Following the recent ‘south coast low’, former Prime Minister Malcolm Turnbull was reported saying ” . . . climate change is bringing about larger and more frequent storms.” However, he added that the ” . . . flooding across eastern Australia can’t be directly attributed to global warming.”
While I have some difficulty trying to separate any weather from climate change, if one were looking for evidence that the storm was larger than usual, the partial destruction of the Eden woodchip mill’s loading wharf is a good regional example. On this issue, the Eden Magnet reported a South East Region Conservation Alliance ‘twitter’ saying “ . . . Act of God wrecks the Eden chip mill jetty and loader. Nature is fighting back.”

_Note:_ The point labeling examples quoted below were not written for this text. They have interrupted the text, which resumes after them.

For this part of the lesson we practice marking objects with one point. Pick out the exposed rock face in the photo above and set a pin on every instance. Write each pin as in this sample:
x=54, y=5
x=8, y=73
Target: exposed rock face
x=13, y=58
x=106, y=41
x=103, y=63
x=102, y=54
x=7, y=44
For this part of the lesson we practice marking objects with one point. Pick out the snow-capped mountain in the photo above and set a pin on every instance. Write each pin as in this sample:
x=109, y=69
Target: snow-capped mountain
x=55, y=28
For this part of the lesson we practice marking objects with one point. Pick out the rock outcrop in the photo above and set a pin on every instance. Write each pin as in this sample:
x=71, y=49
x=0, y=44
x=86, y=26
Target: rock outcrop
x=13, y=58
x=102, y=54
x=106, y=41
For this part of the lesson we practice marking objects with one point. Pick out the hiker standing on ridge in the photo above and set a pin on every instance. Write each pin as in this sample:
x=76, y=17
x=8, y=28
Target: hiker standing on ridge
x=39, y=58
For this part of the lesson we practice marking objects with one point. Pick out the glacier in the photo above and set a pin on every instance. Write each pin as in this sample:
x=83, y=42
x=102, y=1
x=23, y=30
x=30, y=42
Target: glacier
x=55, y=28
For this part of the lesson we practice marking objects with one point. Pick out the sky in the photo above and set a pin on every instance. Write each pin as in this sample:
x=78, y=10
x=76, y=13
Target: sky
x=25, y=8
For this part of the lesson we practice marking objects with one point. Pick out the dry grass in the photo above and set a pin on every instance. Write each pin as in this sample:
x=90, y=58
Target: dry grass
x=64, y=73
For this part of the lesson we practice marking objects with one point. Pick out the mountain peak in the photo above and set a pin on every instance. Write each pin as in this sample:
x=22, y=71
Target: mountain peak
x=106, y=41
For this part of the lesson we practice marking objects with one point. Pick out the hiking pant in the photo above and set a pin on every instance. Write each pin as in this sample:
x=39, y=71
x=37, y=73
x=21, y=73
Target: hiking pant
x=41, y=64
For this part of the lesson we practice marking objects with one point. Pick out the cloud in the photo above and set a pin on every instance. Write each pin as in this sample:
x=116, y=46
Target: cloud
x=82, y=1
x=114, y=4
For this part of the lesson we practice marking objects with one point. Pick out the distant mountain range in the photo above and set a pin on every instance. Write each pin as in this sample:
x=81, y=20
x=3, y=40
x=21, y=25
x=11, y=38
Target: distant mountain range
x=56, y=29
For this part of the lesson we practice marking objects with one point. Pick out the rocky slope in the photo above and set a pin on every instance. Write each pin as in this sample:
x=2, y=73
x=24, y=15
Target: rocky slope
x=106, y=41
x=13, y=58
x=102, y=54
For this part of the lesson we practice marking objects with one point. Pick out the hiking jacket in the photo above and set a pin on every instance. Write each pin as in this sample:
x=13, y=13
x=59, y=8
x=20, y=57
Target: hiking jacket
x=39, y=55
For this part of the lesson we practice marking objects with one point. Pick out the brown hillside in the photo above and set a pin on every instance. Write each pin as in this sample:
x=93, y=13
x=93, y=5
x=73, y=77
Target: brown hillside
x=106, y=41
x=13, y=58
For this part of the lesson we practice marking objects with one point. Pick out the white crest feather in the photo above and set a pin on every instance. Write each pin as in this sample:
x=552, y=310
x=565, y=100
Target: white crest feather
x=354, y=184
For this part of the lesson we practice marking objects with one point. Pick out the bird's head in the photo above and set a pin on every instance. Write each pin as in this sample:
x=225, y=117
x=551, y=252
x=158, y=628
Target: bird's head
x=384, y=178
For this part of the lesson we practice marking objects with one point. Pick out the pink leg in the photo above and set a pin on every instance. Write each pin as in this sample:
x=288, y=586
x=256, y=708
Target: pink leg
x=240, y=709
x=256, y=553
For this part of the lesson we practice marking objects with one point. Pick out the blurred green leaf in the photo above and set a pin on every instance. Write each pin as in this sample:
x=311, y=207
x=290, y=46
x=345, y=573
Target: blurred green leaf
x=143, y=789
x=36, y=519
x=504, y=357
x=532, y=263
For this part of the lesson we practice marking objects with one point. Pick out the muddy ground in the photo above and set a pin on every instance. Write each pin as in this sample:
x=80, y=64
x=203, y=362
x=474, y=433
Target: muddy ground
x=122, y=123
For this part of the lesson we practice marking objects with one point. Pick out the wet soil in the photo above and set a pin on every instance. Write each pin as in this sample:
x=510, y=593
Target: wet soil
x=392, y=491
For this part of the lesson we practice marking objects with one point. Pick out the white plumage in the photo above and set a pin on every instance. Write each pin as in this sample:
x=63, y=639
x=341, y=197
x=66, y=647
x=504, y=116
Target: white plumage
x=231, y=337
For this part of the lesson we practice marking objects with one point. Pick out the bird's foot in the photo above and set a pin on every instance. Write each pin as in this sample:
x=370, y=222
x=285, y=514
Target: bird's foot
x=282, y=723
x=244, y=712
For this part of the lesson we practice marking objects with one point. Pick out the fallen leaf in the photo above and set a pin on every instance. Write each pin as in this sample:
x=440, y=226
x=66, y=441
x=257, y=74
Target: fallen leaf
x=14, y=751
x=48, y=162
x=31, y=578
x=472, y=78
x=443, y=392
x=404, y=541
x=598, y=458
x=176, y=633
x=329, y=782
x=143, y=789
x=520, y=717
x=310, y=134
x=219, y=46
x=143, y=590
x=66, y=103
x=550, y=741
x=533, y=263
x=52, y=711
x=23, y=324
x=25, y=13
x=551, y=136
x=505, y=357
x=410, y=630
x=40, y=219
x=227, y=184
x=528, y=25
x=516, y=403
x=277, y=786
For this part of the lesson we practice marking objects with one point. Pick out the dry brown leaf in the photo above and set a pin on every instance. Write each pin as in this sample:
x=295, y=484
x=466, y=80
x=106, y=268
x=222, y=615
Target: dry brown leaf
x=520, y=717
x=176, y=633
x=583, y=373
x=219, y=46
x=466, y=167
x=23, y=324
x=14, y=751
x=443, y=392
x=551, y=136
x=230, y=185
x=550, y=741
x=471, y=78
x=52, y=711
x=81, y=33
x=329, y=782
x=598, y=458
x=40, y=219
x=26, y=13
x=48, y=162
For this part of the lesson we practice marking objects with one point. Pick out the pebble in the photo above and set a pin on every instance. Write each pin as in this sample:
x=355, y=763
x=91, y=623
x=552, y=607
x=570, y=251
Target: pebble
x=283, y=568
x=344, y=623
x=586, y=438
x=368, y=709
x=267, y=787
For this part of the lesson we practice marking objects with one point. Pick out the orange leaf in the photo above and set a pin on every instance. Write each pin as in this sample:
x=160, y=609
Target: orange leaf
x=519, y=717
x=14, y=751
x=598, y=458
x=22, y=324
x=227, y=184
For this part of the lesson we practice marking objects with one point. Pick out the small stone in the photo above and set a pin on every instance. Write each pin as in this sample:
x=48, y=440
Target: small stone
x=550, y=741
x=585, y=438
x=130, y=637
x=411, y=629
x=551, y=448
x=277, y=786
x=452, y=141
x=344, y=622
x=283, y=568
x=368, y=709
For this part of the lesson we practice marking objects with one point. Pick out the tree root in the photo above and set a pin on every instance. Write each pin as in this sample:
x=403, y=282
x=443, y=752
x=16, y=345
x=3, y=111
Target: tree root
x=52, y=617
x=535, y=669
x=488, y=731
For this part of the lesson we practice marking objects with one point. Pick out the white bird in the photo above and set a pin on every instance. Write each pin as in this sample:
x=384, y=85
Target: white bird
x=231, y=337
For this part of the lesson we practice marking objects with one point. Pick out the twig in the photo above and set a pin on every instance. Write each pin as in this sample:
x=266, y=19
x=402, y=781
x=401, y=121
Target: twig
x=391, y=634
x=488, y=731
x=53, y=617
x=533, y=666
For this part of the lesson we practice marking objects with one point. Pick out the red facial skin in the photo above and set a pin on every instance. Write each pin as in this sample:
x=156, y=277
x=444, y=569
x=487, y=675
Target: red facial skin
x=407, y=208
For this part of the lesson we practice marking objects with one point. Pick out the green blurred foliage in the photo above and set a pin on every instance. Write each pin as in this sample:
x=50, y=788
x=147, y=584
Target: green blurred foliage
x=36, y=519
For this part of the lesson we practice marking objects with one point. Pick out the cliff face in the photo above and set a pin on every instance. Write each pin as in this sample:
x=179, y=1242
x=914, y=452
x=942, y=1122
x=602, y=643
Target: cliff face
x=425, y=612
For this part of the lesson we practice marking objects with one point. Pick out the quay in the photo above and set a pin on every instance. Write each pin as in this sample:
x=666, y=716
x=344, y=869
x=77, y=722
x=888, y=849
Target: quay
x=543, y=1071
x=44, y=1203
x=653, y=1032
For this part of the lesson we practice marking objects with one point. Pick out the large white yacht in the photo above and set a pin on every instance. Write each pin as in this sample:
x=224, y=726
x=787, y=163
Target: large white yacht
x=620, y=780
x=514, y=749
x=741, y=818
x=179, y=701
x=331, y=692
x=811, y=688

Like Malcolm Turnbull, SERCA’s ‘act of God’ would also seem to exclude a direct connection with climate change. Locally there were two moderate flood peaks in the Murrah river, some 15 hours apart. The photo below shows water receding from the front yard after the second peak. Even though most of the Murrah catchment is forested, the flood water is very dirty.
Indeed Bega Valley Shire Council has a ‘boil water before drinking’ alert for customers on the Brogo-Bermagui water supply. The dirty water in the Brogo dam comes almost exclusively from Wadbilliga National Park.
Historically, accepted sources of colloidal materials and suspended sediment have included stream bank erosion, gully incision, roads and logging, particularly when the latter is combined with fire.
What is yet to be considered or accounted for is die-back, in its various forms. Perhaps moving in that direction is a research report titled ‘Bell miner associated dieback: nutrient cycling and herbivore crown damage in Eucalyptus propinqua‘, published early this year.
In essence the research and apart from iron concentrations, couldn’t find a strong correlation between tree crown health and either, leaf nutrients, soils or under-storey, where lantana dominated. Interestingly, very few psyllids were found during the research, undertaken during a dry spell. Rather ” . . . caterpillars of the concealer moth appeared responsible for most defoliation observed during our study the question arises if there is an association between other defoliators and BMAD.”
As usual I have some uncertainties about the soil sampling and analysis. For example, the question of whether the soils are dispersible isn’t answered, although it would have provided a link to current forest management.
However, further research is proposed including ” . . . BMAD-affected trees growing in a soil with significantly different water-holding capacity would be valuable for future analyses because of the possible association of topographic moisture with BMAD.”
This particular suggestion would seem to fit in with DPI research, using lidar and multi-spectral satellite imagery ‘to apply a modelling system that accurately maps the current, and potential, distribution of BMAD.’
For the south coast including the distribution of forests subject to extensive canopy die-back, associated with dry weather and drought, would be appropriate. Based on the possible association between topographic moisture, dead trees and dirty water.